NEWCASTLE — The Frances Perkins Center honored Steven Hufnagel, executive director of Coastal Rivers Conservation Trust, on June 26 with a Partners in Place award at the Frances Perkins Homestead National Historic Landmark in Newcastle.

The award recognized him for work that has ensured the permanent protection of many acres of land within the Damariscotta watershed. Since 1993, 53 of the Homestead’s 57 acres have been protected by a conservation easement managed by Coastal Rivers under its earlier name as the Damariscotta River Association, according to a news release from the center.
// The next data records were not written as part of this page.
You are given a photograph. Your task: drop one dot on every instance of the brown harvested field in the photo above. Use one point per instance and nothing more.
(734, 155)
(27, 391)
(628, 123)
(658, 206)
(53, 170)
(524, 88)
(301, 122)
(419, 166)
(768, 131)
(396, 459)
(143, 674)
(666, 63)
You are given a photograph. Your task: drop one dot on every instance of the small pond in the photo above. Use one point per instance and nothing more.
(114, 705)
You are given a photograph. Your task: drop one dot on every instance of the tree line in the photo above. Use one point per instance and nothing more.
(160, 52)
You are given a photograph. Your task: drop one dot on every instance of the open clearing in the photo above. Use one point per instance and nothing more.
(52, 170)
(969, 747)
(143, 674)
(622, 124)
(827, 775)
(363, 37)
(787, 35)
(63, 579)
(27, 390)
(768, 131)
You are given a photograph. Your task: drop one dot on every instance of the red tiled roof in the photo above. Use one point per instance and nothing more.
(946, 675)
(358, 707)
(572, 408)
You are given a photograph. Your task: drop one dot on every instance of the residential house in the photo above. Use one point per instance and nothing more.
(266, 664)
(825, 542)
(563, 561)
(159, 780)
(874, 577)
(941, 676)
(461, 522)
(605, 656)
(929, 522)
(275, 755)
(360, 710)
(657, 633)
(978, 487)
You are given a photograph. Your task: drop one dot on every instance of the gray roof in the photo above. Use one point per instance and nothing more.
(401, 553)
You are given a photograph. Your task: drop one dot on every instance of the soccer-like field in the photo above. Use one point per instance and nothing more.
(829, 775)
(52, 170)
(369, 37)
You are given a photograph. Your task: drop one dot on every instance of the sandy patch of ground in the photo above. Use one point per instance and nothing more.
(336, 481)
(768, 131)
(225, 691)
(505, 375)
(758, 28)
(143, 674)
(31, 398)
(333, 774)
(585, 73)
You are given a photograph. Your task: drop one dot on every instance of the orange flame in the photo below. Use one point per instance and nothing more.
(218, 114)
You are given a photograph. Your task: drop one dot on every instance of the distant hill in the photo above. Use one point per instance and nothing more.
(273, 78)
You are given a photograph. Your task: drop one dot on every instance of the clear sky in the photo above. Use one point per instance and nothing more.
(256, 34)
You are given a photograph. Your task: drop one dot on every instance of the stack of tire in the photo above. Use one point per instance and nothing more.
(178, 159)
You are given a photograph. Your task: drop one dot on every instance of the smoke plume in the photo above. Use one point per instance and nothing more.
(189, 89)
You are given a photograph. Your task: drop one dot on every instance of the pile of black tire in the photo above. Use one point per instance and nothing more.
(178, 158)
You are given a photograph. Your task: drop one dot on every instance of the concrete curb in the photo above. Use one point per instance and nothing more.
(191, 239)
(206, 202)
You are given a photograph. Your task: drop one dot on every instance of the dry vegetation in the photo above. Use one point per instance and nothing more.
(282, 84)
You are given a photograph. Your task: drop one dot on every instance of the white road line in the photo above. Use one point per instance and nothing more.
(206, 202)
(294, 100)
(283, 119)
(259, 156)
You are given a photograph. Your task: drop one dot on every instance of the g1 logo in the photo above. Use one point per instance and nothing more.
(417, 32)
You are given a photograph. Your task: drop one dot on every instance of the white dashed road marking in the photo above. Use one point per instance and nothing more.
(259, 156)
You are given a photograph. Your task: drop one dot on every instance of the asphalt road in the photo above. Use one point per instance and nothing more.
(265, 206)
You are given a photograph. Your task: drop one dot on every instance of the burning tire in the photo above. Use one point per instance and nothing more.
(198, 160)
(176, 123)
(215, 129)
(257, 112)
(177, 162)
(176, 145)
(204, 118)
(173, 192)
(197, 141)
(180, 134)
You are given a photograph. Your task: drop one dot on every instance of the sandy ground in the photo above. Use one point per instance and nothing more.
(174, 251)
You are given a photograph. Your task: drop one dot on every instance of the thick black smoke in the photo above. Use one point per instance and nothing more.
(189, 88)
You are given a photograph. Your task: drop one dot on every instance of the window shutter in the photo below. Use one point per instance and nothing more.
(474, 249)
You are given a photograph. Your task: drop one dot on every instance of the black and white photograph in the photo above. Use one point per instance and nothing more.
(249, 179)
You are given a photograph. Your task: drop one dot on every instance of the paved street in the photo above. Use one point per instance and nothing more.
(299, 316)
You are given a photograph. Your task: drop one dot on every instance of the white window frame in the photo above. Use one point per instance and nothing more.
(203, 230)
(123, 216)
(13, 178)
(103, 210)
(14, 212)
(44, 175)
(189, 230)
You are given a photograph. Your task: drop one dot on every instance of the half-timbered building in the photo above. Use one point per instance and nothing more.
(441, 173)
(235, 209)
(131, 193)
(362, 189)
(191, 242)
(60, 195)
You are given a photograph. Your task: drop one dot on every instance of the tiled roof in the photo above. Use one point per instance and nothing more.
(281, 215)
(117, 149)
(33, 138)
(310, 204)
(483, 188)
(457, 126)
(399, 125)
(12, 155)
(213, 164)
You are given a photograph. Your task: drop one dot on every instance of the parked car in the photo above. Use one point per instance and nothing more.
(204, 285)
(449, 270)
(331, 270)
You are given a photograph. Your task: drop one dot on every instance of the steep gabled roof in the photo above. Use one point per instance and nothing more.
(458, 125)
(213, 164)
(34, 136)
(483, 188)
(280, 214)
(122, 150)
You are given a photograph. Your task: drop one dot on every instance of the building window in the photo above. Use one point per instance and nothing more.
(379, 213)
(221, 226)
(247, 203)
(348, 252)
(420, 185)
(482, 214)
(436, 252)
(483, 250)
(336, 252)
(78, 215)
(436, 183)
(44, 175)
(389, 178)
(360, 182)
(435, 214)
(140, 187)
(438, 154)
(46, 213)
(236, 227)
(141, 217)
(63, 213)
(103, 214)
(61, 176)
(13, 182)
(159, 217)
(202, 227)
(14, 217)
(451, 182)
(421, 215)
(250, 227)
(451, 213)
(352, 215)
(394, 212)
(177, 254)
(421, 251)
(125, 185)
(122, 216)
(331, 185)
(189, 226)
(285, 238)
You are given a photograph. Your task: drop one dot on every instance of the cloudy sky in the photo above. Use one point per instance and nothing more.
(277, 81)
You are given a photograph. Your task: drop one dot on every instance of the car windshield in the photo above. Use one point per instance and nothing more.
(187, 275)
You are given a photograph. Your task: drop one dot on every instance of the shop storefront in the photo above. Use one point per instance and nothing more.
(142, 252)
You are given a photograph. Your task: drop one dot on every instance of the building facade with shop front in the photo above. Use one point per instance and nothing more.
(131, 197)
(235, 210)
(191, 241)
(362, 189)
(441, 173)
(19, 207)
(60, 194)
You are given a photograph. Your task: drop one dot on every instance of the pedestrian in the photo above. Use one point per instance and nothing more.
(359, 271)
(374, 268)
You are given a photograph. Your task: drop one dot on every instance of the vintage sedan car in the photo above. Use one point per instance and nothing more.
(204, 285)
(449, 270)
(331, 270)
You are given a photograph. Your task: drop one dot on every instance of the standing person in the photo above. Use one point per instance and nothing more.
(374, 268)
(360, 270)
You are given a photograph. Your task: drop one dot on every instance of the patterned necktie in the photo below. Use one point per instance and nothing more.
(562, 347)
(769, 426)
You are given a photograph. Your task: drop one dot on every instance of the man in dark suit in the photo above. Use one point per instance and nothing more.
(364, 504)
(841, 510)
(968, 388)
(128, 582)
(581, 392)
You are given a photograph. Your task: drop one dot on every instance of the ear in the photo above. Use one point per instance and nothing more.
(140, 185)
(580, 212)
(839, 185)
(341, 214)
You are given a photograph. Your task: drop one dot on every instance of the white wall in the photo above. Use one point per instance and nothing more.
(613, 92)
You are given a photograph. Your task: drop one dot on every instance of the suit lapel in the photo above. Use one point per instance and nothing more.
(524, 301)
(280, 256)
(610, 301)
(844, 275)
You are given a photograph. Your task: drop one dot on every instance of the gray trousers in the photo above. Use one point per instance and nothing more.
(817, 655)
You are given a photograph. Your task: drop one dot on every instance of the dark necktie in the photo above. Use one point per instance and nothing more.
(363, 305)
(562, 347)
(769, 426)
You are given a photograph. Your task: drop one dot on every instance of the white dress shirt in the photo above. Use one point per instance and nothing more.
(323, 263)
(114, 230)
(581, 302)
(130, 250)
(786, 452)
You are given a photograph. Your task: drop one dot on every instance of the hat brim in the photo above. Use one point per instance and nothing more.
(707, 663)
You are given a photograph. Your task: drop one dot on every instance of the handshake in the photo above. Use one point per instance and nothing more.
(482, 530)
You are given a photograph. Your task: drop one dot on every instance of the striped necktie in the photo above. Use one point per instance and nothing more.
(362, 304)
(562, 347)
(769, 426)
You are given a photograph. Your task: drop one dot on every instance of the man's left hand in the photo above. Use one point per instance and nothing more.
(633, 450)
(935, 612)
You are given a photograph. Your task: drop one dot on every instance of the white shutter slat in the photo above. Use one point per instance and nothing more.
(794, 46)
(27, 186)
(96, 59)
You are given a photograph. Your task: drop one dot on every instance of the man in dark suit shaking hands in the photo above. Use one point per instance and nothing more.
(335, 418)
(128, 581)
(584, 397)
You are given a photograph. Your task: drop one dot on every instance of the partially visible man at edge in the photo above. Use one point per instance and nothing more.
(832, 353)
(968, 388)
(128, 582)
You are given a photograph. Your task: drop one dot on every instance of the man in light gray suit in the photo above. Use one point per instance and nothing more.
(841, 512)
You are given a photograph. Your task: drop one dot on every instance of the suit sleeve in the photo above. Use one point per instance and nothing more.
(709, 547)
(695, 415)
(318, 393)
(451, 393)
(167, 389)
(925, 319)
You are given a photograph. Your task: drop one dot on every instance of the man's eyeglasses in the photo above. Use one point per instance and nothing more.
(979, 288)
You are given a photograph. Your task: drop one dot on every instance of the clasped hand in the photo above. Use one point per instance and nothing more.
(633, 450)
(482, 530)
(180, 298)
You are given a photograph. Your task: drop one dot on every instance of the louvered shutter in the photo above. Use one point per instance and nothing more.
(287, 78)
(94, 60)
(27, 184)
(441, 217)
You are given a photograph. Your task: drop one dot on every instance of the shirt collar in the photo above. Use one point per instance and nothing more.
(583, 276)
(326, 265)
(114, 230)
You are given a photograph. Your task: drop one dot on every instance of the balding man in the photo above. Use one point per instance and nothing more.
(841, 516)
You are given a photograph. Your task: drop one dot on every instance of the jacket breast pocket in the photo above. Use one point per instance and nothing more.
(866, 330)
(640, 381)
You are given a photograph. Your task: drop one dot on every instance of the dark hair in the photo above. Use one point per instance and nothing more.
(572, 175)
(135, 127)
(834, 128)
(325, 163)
Frances Perkins Center board chairwoman Sarah Peskin noted that Hufnagel works as Frances Perkins did, seldom calling attention to himself, instead laboring out of the limelight to bring complex projects and people together, commending him for his interdisciplinary approach, knowledge of geology and natural resource management, and low-key consensus-building skills that he uses to quietly steward local conservation efforts benefitting the health of the land and people of the Damariscotta region.

Peskin cited Hufnagel’s leadership in establishing the Twin Villages Food Bank Farm, in facilitating the merger of two active conservation organizations to form Coastal Rivers Conservation Trust, for expanding hands-on education programs, and for overseeing the preservation and reinvigoration of Round Top Farm — a local landmark, according to the release.

Coastal Rivers’ members and directors, Sen. Dana Dow, representatives from US Sen. Angus King’s office, friends and family of the honoree, and members of the Frances Perkins Center attended the event.

Following the award presentation, guests toured the Perkins Homestead, visiting the 1837 “Brick House” built by the great-grandparents of Frances Perkins as a wedding present to her parents, and constructed of bricks made on site at the family brickworks that operated on the homestead’s Damariscotta River shore c. 1795-1895.

Before departing, guests viewed conceptual plans presented by the Frances Perkins Center to preserve the saltwater farm’s existing structures, with renovations to make them safe for visitor use and extend the existing barn with a small contemporary addition to house exhibit and public meeting space for educational programs and community use. Attendees were thanked for their ongoing support and reminded that funding is still being sought to acquire and preserve the Frances Perkins Homestead.